Peu regardant sur ses sources et sur sa méthode, l’acteur a reçu le soutien inconditionnel des médias qui ont surtout vu dans le phénomène Métronome une source de profit. Car Deutsch est avant tout un pur produit marketing. Son livre est « à l’image d’une bouteille de coca ou d’une paire de baskets Nike. » L’image décontractée de l’acteur, sa gouaille, le storytelling autour de sa personne, la mise en scène dont il fait l’objet et tous les autres éléments du marketing commercial concourent à en faire un pur produit de consommation. Une pompe à fric dont les mêmes recettes ont été recyclées pour mettre en valeur son nouvel ouvrage : Le Paris de Céline.
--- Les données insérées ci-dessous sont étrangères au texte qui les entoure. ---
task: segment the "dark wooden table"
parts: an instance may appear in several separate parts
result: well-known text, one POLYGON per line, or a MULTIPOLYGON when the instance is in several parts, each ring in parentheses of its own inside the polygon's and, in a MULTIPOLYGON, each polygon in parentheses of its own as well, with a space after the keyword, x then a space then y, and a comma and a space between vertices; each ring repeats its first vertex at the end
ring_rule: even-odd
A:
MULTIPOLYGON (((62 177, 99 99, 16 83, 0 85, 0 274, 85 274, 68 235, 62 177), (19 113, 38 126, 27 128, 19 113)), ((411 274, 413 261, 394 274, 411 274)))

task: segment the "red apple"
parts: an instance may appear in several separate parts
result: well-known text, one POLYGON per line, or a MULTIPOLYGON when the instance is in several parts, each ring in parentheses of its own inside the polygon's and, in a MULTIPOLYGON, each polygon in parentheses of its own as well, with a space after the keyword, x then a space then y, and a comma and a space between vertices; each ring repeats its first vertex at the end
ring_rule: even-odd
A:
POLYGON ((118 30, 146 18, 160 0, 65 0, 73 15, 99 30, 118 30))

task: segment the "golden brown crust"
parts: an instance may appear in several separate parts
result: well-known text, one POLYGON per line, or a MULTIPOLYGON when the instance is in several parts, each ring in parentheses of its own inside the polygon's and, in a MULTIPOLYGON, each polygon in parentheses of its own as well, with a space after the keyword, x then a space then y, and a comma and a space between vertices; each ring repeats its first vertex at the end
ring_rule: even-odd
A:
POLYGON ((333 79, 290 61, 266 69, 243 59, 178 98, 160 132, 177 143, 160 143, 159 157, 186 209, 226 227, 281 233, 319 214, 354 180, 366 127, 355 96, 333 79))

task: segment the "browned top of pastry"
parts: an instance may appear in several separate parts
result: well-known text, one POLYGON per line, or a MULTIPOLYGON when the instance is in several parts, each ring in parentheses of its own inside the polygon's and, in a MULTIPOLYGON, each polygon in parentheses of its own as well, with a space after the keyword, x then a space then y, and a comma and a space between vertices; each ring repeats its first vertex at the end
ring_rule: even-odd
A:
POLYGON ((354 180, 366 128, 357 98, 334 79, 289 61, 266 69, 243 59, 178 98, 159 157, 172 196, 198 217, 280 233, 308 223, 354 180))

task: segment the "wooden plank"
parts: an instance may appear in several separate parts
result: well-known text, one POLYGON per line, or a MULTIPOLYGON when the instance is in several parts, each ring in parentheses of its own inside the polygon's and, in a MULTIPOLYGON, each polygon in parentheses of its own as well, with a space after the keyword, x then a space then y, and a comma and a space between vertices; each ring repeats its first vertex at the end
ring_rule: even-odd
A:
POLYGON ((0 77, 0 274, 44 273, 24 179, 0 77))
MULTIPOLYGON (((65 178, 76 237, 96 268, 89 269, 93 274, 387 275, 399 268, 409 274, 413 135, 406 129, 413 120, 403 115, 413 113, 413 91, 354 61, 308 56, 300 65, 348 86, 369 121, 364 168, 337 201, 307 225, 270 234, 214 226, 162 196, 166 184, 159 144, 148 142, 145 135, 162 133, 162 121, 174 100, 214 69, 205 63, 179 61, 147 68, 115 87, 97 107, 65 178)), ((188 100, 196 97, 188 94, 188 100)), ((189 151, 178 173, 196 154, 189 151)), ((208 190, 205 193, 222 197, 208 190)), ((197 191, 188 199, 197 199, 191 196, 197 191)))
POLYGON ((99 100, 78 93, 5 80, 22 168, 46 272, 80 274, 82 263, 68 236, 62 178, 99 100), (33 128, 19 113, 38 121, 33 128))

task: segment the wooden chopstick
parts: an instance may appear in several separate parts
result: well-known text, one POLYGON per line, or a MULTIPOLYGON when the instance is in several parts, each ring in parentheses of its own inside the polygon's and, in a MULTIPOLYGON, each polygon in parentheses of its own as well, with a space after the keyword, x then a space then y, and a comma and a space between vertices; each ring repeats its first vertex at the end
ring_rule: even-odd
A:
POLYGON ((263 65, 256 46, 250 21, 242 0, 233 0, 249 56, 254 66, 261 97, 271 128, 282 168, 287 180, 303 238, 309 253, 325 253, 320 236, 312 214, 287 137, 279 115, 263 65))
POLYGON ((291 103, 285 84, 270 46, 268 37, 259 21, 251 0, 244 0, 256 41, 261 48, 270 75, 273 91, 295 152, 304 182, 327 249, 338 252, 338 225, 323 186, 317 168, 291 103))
Pourtant, loin de l’image de l’adulescent, le produit Deutsch apparaît comme la face émergée d’un courant moins fréquentable. Un courant inscrit dans une tradition réactionnaire dont les épigones actuels ont pour nom Patrick Buisson, Franck Ferrand, Jean Sévillia, Dimitri Casali, Stéphane Bern… Les tenants de cette école historique ont bien compris l’usage spectaculaire qu’ils pouvaient faire de la télévision. Ils ont saisi l’opportunité du spectacle vivant pour recréer dans des parcs à thème – comme celui du Puy du fou ou bientôt celui consacré à Napoléon – un passé fictif, présenté comme vrai et fidèle aux principes du roman national.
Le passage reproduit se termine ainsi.